Spannend wurde es Ende November in meiner Klasse, da ein Filmteam der Medienwerkstatt Franken zu Besuch kam und meine Klasse und mich filmte. Für die Dokumentation „Schule ohne Aussortieren – Wie Menschen aus der Region Bildung neu denken“ durfte ich einige Beiträge beisteuern. Im Vorfeld schickte mir Autorin Vanessa Hartmann für das Interview Leitfragen zu, die ich für mich beantwortete.
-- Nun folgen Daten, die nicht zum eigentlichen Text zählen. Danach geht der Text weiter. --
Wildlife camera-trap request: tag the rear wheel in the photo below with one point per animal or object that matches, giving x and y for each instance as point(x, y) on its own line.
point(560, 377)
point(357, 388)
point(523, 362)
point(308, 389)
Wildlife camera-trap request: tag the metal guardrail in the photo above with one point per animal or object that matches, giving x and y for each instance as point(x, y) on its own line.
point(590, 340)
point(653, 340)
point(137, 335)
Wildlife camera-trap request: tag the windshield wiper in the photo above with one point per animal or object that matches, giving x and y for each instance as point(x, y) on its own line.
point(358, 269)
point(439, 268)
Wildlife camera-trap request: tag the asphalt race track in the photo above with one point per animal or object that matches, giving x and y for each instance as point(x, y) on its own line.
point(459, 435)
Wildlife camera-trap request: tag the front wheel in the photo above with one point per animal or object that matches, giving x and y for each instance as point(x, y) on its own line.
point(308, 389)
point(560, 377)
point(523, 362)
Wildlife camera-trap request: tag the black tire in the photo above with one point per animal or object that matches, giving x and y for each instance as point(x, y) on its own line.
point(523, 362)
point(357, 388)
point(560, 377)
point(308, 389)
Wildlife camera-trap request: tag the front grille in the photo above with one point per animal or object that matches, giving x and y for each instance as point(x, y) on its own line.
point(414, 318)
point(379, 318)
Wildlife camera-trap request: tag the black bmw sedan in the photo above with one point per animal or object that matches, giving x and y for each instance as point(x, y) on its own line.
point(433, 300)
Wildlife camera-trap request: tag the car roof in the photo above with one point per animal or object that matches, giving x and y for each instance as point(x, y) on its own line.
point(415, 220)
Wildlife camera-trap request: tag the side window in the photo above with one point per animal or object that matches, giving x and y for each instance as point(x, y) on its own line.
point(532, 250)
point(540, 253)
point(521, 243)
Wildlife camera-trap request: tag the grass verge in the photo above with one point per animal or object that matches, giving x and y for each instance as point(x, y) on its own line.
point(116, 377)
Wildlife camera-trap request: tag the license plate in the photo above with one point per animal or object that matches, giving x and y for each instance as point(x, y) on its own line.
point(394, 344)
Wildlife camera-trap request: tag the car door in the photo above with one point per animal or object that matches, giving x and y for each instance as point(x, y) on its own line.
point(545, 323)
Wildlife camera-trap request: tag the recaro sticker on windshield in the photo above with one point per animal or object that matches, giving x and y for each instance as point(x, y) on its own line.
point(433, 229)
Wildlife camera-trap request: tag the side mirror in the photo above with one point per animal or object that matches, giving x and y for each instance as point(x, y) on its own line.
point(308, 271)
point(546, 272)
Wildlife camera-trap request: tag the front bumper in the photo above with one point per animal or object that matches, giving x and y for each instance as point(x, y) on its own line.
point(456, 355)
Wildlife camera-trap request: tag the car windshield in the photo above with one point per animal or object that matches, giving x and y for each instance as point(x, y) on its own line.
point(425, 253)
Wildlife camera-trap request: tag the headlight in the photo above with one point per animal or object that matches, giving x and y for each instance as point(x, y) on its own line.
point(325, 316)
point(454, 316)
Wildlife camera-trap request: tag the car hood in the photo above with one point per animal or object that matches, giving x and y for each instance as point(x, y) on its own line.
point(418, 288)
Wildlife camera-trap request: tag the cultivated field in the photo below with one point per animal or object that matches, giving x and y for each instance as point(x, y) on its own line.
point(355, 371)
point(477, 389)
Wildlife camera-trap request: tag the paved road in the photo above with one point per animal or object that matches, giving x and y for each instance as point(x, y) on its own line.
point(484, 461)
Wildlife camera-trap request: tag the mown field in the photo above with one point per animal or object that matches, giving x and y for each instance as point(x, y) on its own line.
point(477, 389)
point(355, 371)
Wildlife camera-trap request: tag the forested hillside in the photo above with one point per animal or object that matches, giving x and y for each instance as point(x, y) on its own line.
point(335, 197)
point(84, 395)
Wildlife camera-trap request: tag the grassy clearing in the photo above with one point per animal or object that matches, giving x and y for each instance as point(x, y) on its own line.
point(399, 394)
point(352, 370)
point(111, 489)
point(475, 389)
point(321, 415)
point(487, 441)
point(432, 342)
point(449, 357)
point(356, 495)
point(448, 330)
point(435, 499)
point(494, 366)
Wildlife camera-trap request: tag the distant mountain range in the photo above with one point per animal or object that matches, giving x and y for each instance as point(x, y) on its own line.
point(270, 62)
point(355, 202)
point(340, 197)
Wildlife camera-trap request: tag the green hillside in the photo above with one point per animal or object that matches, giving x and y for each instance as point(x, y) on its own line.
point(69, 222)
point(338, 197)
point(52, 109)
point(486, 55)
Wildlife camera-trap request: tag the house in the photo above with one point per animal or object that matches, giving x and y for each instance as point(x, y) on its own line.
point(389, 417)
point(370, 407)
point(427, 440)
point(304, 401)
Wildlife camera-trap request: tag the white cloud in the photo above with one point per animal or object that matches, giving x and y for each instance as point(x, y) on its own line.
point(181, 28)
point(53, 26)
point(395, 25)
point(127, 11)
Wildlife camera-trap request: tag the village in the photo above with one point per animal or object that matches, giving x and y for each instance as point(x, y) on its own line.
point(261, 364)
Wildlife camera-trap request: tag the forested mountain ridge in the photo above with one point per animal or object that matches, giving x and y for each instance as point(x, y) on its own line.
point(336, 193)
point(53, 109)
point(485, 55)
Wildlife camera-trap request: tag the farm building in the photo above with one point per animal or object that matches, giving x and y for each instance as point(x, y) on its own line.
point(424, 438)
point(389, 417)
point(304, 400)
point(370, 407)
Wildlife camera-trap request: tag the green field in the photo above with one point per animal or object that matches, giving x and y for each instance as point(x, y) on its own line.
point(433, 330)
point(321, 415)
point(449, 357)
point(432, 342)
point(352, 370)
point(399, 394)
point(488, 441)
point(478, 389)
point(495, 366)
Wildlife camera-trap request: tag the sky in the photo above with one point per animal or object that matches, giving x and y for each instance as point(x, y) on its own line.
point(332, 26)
Zwar verlief das Interview dann natürlich wie gewöhnlich ganz anders, das fiktive Interview möchte ich an dieser Stelle aber trotzdem veröffentlichen.
Vanessa Hartmann:
Sie sind sehr engagiert im Bildungsbereich; als Personalrat, bei der GEW, als Blogger und auf Social Media – warum?
Florian Kohl:
Ich bin in einem Lehrerhaushalt aufgewachsen, habe seit meiner Kindheit Kontakt zu behinderten Menschen, habe Sonderpädagogik in Würzburg studiert, dann das Referendariat in Nürnberg gemacht und mittlerweile selbst drei Kinder im Schulsystem – und ich habe einfach immer wieder Punkte gefunden, die mich gestört haben und die ich als verbesserungswürdig empfunden habe und immer noch empfinde. Drum bin ich in mehreren Feldern gerne aktiv. Das macht mir Spaß.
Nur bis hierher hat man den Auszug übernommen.